The Daily has been getting a lot of attention lately for being the first newspaper produced solely for tablets.

Here’s what the Daily does right: It uses links, videos, and graphics to enhance the reading experience, as well as provide more information. It also maintains its own staff of professional writers, meaning it isn’t just feeding off more legitimate sources to make a profit.

Speaking of profits, it charges readers 99 cents per issue. The method of each issue being “delivered” to tablets is far more seamless than that of news websites, which try to charge for reading certain stories but not others.

But it also has its fair share of problems. For starters, it is only available on iPads, the most expensive tablet on the market, which means it promotes the idea of news as an elitist commodity. And behind all the bells and whistles, the content is more lifestyle than news. There’s nothing inherently wrong with that, except that it brands itself as a newspaper.

The recent merger of AOL and Huffington Post, which coincided with the leaking of documents revealing that AOL placed website traffic far above quality reporting, shows that in the Web’s free-for-all environment, serious content is too often missing — even in supposedly serious news outlets.

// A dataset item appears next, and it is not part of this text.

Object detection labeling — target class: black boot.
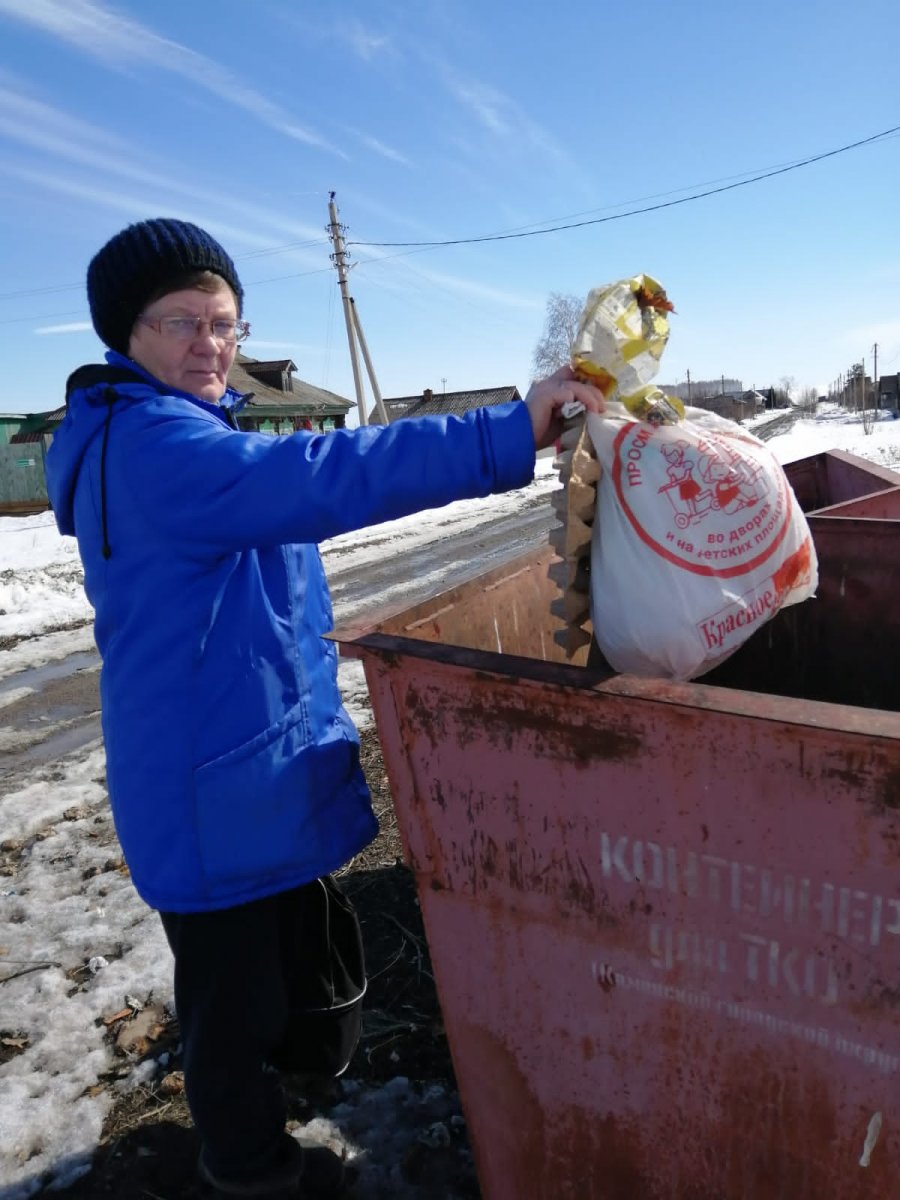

But just because the Daily has drawbacks does not mean there is nothing to learn from it. The future of journalism is in new technology, and there’s no reason not to use all resources that are available to give readers the most information and insight. The ideal would be a tablet newspaper with the functionality and sleekness of the Daily and the investigative and intensive reporting of the New York Times. According to online user reviews, the NYT’s iPad app has problems with crashing and isn’t very intuitive or user-friendly, but hopefully it can work towards being improved.

Just because the physical newspaper might soon be a thing of the past doesn’t mean journalism will be, too. With the rise of newspaper apps, the future is looking a little brighter — and well-informed.